More of the novels are planned for future filming by Sky1; check the local satellite listings in your area.

Now on to the newest Thorne novel, Good as Dead (The Demands in the US).

Change is on Tom Thorne’s mind after upheaval in his personal life. He’s sold his beloved but not fixable old BMW for an updated model he’s still getting used to; he’s put his flat on the market; and he’s even considering a job transfer.

Then he finds himself called for by name, requested by a shopkeeper who has barricaded himself and two hostages into his news shop.

Thorne remembers the man’s name from a prior case involving manslaughter and the man’s son, who received an unusually long sentence in prison for what seemed to be manslaughter in self-defense.

The hostages are a cowardly banker and a DI from the Child Protection Unit whom Thorne remembers from a former case.

Helen Weeks’ partner was killed when she was pregnant with her son, now eight months old.
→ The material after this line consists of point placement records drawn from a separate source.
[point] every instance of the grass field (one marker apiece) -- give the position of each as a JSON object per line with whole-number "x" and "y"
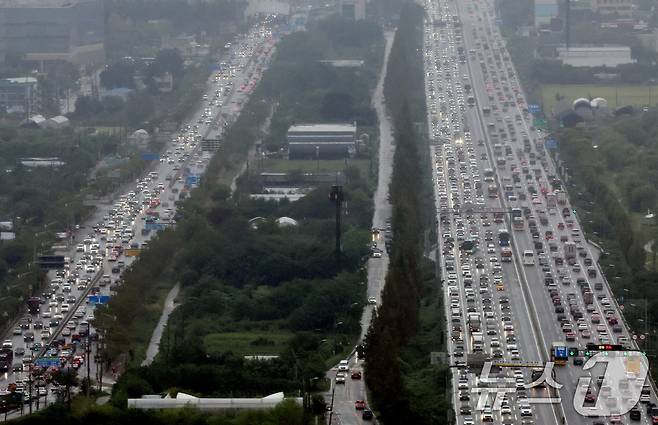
{"x": 309, "y": 165}
{"x": 616, "y": 95}
{"x": 247, "y": 343}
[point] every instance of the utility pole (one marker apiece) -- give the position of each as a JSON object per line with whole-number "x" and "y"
{"x": 337, "y": 197}
{"x": 331, "y": 409}
{"x": 88, "y": 352}
{"x": 29, "y": 383}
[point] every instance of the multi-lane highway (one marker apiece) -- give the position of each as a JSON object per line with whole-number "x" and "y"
{"x": 57, "y": 326}
{"x": 518, "y": 273}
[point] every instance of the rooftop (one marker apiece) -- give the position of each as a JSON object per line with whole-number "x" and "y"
{"x": 37, "y": 4}
{"x": 19, "y": 80}
{"x": 323, "y": 128}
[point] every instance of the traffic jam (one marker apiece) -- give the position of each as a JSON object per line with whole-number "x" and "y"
{"x": 521, "y": 283}
{"x": 56, "y": 333}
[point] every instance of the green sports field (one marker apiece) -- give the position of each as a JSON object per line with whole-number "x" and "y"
{"x": 616, "y": 95}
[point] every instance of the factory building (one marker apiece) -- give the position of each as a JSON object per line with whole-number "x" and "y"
{"x": 53, "y": 30}
{"x": 610, "y": 56}
{"x": 321, "y": 141}
{"x": 545, "y": 12}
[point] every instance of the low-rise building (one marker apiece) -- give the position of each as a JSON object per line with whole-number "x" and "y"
{"x": 321, "y": 141}
{"x": 53, "y": 30}
{"x": 620, "y": 8}
{"x": 18, "y": 95}
{"x": 593, "y": 56}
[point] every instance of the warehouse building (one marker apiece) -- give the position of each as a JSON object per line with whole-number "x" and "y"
{"x": 53, "y": 30}
{"x": 610, "y": 56}
{"x": 545, "y": 12}
{"x": 18, "y": 95}
{"x": 619, "y": 8}
{"x": 321, "y": 141}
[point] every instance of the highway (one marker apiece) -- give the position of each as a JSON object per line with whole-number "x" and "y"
{"x": 493, "y": 174}
{"x": 99, "y": 248}
{"x": 345, "y": 395}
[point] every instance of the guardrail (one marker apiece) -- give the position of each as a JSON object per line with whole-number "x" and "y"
{"x": 71, "y": 312}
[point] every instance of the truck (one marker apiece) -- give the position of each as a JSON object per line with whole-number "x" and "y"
{"x": 478, "y": 341}
{"x": 474, "y": 322}
{"x": 570, "y": 252}
{"x": 561, "y": 197}
{"x": 588, "y": 297}
{"x": 506, "y": 254}
{"x": 503, "y": 237}
{"x": 33, "y": 304}
{"x": 6, "y": 358}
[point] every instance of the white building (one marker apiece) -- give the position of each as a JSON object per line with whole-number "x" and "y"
{"x": 610, "y": 56}
{"x": 353, "y": 9}
{"x": 545, "y": 11}
{"x": 185, "y": 400}
{"x": 267, "y": 7}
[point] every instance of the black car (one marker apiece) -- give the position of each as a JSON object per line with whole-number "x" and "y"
{"x": 635, "y": 414}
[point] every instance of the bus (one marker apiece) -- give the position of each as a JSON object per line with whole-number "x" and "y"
{"x": 488, "y": 175}
{"x": 506, "y": 254}
{"x": 33, "y": 305}
{"x": 559, "y": 353}
{"x": 518, "y": 223}
{"x": 498, "y": 149}
{"x": 503, "y": 237}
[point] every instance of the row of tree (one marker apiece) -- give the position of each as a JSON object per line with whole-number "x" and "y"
{"x": 394, "y": 353}
{"x": 245, "y": 281}
{"x": 615, "y": 185}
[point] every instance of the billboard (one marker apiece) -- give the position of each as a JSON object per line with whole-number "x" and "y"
{"x": 48, "y": 362}
{"x": 150, "y": 156}
{"x": 99, "y": 299}
{"x": 131, "y": 252}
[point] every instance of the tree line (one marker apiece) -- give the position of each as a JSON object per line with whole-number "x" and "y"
{"x": 245, "y": 281}
{"x": 404, "y": 385}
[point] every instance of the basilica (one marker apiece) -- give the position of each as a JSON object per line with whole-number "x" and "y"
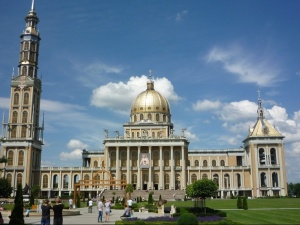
{"x": 147, "y": 155}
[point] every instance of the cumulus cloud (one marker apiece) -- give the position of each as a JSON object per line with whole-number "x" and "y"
{"x": 206, "y": 105}
{"x": 248, "y": 69}
{"x": 94, "y": 73}
{"x": 76, "y": 147}
{"x": 118, "y": 96}
{"x": 179, "y": 16}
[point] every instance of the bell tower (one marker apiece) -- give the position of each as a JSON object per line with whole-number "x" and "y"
{"x": 22, "y": 135}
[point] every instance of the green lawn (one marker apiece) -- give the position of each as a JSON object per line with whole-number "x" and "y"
{"x": 260, "y": 211}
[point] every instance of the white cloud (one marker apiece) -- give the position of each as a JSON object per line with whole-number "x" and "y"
{"x": 94, "y": 73}
{"x": 179, "y": 16}
{"x": 73, "y": 144}
{"x": 235, "y": 111}
{"x": 119, "y": 96}
{"x": 248, "y": 69}
{"x": 73, "y": 155}
{"x": 206, "y": 105}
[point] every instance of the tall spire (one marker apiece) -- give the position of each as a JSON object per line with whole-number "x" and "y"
{"x": 260, "y": 111}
Both hostages are in Amin Akhtar’s shop when harassment by local thugs causes him to snap, a classic case of being in the wrong place at just the wrong time.

Yet Amin has a specific point to holding these two by gunpoint. They are the leverage he needs for Thorne to investigate the apparent suicide of the his son in prison.

Convinced the youth wouldn’t have taken his own life, Amin tasks Thorne with unraveling the secrets behind his son’s death.

The threads Thorne pulls will have unexpected and surprising twists, in the way that Billingham does so well, as Thorne puts his career on the line to find the truth. Time is against him as hours and then days pass as he tries to find the truth about what happened at the youth institution housing Amin’s son.

And in the end, not everyone will walk out of that shop alive.

Billingham’s novels are complex and compelling, filled with with the right amount of psychological insight into his very human character’s mental state. The tension is taut and Billingham manages to keep getting better with each novel. The can’t come fast enough.